Notably, the RSL Standard does not possess the capacity to block bots from accessing a website, unlike certain systems currently offered by Cloudflare. The Collective is currently collaborating with Fastly, a content delivery network, to manage AI bot access based on licensing agreements. “Fastly acts as the gatekeeper, ensuring only compliant bots can enter,” Leeds explained. Publishers utilizing other networks can still negotiate licensing but will lack the capability to restrict AI crawlers without additional infrastructure.
Leeds asserted that the RSL Collective is well-positioned to enforce licensing agreements through group participation, which shares the legal burdens of potential infringements. He likened the initiative to existing digital rights organizations, asserting that it establishes essential protections for digital content.

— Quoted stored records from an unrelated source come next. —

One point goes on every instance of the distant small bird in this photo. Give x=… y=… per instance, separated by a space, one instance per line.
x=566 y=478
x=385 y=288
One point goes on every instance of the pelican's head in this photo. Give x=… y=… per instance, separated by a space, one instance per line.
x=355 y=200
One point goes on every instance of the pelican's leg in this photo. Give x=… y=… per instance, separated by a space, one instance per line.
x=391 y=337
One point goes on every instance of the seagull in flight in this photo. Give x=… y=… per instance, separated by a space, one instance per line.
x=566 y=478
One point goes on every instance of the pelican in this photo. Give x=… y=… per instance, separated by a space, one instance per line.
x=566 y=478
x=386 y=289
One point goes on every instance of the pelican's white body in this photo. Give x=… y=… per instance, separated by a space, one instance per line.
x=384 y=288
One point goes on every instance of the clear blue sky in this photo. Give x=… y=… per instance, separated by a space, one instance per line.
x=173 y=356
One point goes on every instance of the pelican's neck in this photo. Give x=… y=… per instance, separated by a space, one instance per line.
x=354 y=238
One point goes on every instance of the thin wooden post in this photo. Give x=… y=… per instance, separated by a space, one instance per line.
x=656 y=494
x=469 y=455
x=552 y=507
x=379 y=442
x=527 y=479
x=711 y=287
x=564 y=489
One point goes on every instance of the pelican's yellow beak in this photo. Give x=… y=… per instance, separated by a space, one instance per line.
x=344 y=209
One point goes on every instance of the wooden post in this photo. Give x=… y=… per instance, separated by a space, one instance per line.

However, the legal context surrounding unauthorized data scraping remains murky, with major AI companies currently embroiled in legal disputes over similar issues.
“The RSL framework fundamentally alters the landscape by mandating that bots are informed of the terms of access prior to engaging with websites,” both Leeds and Walther noted in a joint statement.
Ultimately, Leeds envisions the RSL Standard as a means to facilitate intuitive licensing for AI training use—a system not meant to reinvent existing structures but to adapt them for a new digital environment. “RSL is crucial for laying down the infrastructure necessary for implementing standards that have been successful in other sectors,” he concluded.
The RSL Collective is open to publishers and creators at no cost, with several prominent organizations, including O’Reilly and wikiHow, also endorsing the initiative.